Monday, 21 January 2013

The story of John Elden's Grave

I was out hiking today on the pipeline trail, Mount Elden, when I came across a site which aroused my interest.

Elden, is named after an early settler, John Elden. Elden arrived in Flagstaff in 1875, some 7 years before the town was founded. John had visited in 1872 from California and had decided it would be a good place to raise a family with his new bride.

And settle and raise a family they did, in a place now called Elden Springs on the southern slopes of Elden. They had 3 children: Helena, Eloise Felicia, and John Jr. They had a flock of 60 sheep and a few cattle. Evidence of their farm can still be just about made out.

In 1887 there was some disagreement between the family and a mule-herder called Bob Roberts. Apparently the dispute was about him using the spring to water his mules. Water has always been contentious in this part of the world and continues today! Accounts are vague as to whether or not John Snr was actually there, but was is clear is that Bob shot the 6-year old boy, John Jnr, whether by accident or on purpose it doesn't seem to be clear.

The child's grave is marked (the cross in the photo was placed there by locals in the 1960s):



A citizens' posse was formed to catch Roberts, who led them on a long hard chase to New Mexico and back again to Arizona. Roberts was mysteriously found dead in a wash (an ephemeral stream). Who actually killed him has never been determined. When Elden got back home, he moved his family to California.

I find this an interesting story because it highlights a few things that I sometimes forget:

1) Water is scarce here and is the reason for almost every major engineering work in Northern Arizona and southern Utah. Water is precious and argued about incessantly between various interest groups.

2) This is the wild west, the sort of place where individual settlers' stories, very ordinary people, are just a few generations old and known about in detail; and the sort of place where justice was, not too long ago, quite legally, meted out by gangs of revengeful men.  




Saturday, 19 January 2013

Walnut Canyon

Walnut Canyon National Monument is just 10 miles south-east of downtown Flagstaff, and just 7 miles from where I live. I can bike there along old Route 66.


The 350ft deep canyon is home to 25 cliff dwellings constructed by the Sinagua people some time between 1125 and 1250 AD.

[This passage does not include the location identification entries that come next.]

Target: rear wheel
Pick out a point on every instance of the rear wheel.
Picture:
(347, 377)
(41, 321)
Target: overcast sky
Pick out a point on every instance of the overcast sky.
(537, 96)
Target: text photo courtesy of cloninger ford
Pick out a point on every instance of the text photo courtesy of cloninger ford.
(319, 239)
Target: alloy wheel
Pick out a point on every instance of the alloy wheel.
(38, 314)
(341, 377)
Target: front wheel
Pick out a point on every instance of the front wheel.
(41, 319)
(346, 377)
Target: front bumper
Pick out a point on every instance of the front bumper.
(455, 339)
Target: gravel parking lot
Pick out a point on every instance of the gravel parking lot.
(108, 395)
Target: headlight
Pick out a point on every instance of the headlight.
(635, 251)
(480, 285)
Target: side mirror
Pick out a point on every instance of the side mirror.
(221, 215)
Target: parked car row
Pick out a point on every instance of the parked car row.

Walnut creek, which shaped the canyon, has been somewhat tamed Lake Mary was dammed to the south-west.

The geology of the canyon is a mixture of Kaibab limestone overlying Coconino Sandstone, in which there are some lovely preserved sand dunes and cross-bedding:




and you get some nice views of the mountains to the north!




Picture Canyon, Flagstaff.

Picture Canyon is an (as yet unprotected) petroglyph site, just outside Flagstaff. It's surprisingly poorly documented on the web (and it took us 3 attempts for us to find it!) so I thought I'd take the trouble to describe how to get there and what you might find.

What you'll find is 1000-year old rock paintings by the Northern Sinagua people.

You get there by pulling off old Route 66 (eastbound), which nowadays is nestled just south of Flagstaff mall, and is the nicer way to get to Walnut Canyon. Pull off just before the wastewater treatment plant, next to a depleted cinder cone. Drive up as far as the plant and park up. There's a gate which you can walk through, back towards the back of the water plant and head towards the Rio de Flag. Cross and follow the river, keeping the river to your left.


Picture canyon is found a mile or so from where you parked your car, where the river narrows and steepens and turns into a riffle as it passes over large boulders. The canyon is some 30 or so metres deep.


You can access the canyon relatively easily where the river starts to flatten again. The view upstream from where the petroglyphs on river-right can be observed:


And some of the petroglyphs on the canyon wall on river-right:



There are hundreds of pictures painted on the rocks. Apparently the most impressive specimens are on the larger boulders down towards the river. However, when we were there snow was likely covering most of these larger boulder faces. The view downstream from here is:


You'll have to scramble over and around large boulders to get to the paintings!



More details about access to the site can be found here (I found this website well after trying to find the place!) and here.

We found it hard to cross the river inside the canyon so we walked down the floodplain a mile or so until we found a bridge (this actually brings you onto the Arizona Trail)


We then walked back up the other side of the river to the canyon paintings on river left:




As you can see it's well worth the trip back up, because the river-left petroglyphs are, in my opinion, even more spectacular and accessible. The view downstream from the river left site is here:


A few more before I go. Enjoy!







Mount Elden deer

Can you see a face in the thicket?


This little guy, and his family, was our companions hiking on Fat Man's Loop trail, Mount Elden, Flagstaff:


Elden is a short bike ride from where I live. It is a dacite lava dome, part of the San Francisco volcanic field which gives Flagstaff it's beauty, and its sport!